21 They held that the tribunal was still at the end of the day required to make a factual finding about those matters. It is of course the case that the reasons of an administrative decision-maker are intended to inform and they are not to be read with an eye finely attuned to error: Minister for Immigration and Ethnic Affairs v Wu Shan Liang (1995) 185 CLR 259 at 272.
22 In my opinion, the critical passage in [92] of the tribunal's reasons does not reveal a jurisdictional error. Rather, the tribunal had to make a factual finding. The appellant claimed a connection could exist between his symptoms as accepted by the tribunal and the claimed persecution. But, the tribunal was not satisfied such persecution existed, and found that there was no corroboration available from the symptoms.
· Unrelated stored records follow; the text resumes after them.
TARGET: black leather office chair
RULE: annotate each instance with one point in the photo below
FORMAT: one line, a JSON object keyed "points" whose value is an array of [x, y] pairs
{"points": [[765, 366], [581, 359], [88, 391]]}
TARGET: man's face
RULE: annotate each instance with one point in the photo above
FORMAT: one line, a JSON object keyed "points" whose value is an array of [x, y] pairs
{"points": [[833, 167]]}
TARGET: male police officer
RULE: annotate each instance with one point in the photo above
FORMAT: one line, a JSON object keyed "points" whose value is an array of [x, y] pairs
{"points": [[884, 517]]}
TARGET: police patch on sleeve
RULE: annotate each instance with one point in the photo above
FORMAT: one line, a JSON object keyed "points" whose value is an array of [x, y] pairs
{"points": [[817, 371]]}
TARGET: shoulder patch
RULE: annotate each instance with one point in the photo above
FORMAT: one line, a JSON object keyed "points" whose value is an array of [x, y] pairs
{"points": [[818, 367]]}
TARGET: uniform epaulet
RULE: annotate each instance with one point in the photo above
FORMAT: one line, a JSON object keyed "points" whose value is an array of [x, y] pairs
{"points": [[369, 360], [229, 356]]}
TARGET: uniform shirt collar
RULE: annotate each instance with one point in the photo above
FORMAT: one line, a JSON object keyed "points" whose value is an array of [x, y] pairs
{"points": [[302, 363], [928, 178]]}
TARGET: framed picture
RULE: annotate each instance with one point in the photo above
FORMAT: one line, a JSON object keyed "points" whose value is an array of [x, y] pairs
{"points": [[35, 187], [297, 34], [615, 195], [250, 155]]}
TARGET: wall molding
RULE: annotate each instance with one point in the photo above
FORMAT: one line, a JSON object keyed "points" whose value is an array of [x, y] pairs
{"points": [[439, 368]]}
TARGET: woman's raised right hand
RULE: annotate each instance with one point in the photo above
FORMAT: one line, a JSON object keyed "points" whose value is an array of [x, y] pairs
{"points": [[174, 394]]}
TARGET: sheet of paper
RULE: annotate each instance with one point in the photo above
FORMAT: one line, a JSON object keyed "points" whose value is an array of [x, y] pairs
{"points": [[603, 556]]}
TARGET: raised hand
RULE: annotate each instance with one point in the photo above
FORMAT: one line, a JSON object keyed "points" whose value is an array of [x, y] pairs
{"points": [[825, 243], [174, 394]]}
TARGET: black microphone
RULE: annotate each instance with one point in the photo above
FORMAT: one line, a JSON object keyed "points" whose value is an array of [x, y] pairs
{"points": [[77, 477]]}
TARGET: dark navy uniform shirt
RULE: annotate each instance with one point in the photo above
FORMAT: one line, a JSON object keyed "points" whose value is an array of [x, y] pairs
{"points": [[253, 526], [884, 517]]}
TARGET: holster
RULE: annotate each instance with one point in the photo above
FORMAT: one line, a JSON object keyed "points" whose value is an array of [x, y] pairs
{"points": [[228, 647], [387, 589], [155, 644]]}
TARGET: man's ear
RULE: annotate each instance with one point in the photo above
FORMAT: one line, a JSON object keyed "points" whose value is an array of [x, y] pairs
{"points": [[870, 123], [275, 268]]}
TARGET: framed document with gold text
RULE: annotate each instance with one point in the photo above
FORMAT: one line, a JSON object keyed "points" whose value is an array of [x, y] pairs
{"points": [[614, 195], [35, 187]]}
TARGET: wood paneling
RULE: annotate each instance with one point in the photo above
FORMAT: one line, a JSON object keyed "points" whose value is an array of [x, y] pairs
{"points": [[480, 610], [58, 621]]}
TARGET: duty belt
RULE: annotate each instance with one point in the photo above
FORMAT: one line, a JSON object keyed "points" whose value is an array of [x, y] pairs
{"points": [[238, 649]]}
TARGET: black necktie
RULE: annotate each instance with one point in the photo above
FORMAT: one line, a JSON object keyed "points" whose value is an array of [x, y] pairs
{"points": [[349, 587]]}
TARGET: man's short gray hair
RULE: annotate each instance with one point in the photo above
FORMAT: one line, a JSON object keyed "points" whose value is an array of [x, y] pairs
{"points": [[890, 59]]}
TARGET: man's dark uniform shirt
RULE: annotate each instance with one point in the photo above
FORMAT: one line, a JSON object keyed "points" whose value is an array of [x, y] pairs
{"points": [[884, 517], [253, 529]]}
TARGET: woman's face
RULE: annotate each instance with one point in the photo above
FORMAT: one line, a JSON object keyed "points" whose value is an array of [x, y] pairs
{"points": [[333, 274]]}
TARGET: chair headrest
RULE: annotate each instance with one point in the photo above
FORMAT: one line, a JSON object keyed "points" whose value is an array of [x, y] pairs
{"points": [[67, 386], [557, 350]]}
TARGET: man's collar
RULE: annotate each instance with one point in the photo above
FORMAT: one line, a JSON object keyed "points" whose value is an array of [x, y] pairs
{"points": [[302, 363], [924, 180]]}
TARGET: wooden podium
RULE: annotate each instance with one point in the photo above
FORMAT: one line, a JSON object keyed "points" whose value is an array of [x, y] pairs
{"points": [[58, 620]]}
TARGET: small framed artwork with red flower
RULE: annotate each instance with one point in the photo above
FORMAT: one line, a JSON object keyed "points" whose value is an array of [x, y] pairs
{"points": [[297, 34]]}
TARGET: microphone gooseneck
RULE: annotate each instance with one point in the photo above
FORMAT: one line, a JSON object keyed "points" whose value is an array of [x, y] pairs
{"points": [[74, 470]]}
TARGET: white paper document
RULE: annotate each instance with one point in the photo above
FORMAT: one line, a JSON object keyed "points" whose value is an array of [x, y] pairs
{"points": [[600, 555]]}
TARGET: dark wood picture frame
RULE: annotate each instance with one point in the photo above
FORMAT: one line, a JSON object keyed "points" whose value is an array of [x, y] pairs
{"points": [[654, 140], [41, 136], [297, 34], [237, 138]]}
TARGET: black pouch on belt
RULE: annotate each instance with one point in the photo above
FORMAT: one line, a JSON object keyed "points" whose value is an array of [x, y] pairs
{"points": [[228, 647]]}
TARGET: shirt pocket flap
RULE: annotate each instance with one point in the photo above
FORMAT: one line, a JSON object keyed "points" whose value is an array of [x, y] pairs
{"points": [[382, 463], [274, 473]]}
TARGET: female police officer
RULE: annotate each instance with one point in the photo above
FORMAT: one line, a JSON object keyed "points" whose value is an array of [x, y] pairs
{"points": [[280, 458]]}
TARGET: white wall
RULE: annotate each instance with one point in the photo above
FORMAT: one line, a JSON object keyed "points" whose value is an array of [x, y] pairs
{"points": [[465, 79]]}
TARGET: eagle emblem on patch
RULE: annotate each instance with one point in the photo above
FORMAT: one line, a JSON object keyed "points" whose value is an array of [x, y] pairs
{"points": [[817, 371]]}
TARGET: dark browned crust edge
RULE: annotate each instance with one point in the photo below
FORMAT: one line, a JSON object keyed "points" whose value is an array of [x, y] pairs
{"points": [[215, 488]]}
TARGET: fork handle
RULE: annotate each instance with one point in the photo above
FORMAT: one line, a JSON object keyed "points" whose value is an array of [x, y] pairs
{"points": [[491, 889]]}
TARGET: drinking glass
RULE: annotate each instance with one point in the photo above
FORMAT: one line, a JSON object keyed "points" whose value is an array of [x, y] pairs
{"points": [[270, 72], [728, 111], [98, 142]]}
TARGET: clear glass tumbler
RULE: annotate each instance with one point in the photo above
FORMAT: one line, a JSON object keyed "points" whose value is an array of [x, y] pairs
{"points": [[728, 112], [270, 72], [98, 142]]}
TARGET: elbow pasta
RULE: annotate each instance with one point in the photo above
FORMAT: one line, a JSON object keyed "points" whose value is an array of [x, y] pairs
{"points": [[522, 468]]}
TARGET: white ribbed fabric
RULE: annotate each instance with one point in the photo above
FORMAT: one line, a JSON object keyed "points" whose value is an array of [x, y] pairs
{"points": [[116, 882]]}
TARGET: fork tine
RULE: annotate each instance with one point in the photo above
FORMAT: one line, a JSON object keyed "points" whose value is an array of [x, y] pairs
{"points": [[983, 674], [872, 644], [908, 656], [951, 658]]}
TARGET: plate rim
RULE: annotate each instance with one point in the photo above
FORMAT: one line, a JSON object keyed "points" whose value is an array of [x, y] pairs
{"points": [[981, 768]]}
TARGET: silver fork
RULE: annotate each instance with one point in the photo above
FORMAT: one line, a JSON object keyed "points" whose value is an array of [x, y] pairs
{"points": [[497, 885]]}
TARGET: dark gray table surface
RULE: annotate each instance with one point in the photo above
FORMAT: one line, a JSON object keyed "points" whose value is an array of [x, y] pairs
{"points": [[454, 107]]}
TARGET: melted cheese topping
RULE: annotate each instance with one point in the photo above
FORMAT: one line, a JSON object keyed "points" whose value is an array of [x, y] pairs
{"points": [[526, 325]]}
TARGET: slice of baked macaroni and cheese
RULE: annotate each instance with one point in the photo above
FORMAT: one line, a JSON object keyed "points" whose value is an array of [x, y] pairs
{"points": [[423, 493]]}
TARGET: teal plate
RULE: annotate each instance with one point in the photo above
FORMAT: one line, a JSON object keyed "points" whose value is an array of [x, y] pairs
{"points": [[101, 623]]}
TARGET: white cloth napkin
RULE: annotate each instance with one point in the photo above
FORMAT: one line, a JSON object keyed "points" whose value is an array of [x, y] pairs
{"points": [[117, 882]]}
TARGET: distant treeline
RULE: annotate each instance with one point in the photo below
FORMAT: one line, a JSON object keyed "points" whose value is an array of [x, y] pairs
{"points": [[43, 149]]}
23 I see no error in the way in which the tribunal expressed itself in discounting any probative effect of the existence of the symptoms as supporting the appellant's claims. In order to assess whether or not the aetiology of his symptoms was the persecutory conduct, or that there was a real chance that they had resulted from that conduct, the tribunal necessarily had to assess all of the evidence. It did so throughout mindful of the fact that the appellant was in fact experiencing and suffering from those symptoms. On a fair reading of the whole of the tribunal's reasons, it was conscious that he suffered from those symptoms, but considered that his substantive claim of persecutory treatment was simply, as it said, "untruthful" and had been "fabricated."
24 The tribunal's lack of satisfaction about the substantive factual events that the appellant said had occurred in Bangladesh was arrived at in a way that does not appear to be illogical or irrational or such as no reasonable person could have reasoned. The inconsistencies and implausibilities which the tribunal exposed in its reasoning concerning the factual claims entitled it to find that, even if it were to treat the symptoms the appellant was exhibiting as corroborative of his claims, those symptoms would have taken his claim no further. On the basis that the tribunal assessed the matter, the symptoms could hardly explain why, for example, the appellant had returned to Bangladesh for 22 days when allegedly in fear of his life and he was unable to explain to the tribunal's satisfaction why he was there. Similarly, the tribunal has not been shown to have been unable to treat, as it did in [92], the symptoms that the appellant was exhibiting as not satisfying it that they were probative of persecution where his account had the significant inconsistencies or untruthfulness which the tribunal identified.
25 I am not satisfied that his Honour erred in the conclusion that he arrived at below or that any jurisdictional error asserted has been established.
26 In my opinion, the appeal should be dismissed.
I certify that the preceding twenty-six (26) numbered paragraphs are a true copy of the Reasons for Judgment herein of the Honourable Justice Rares.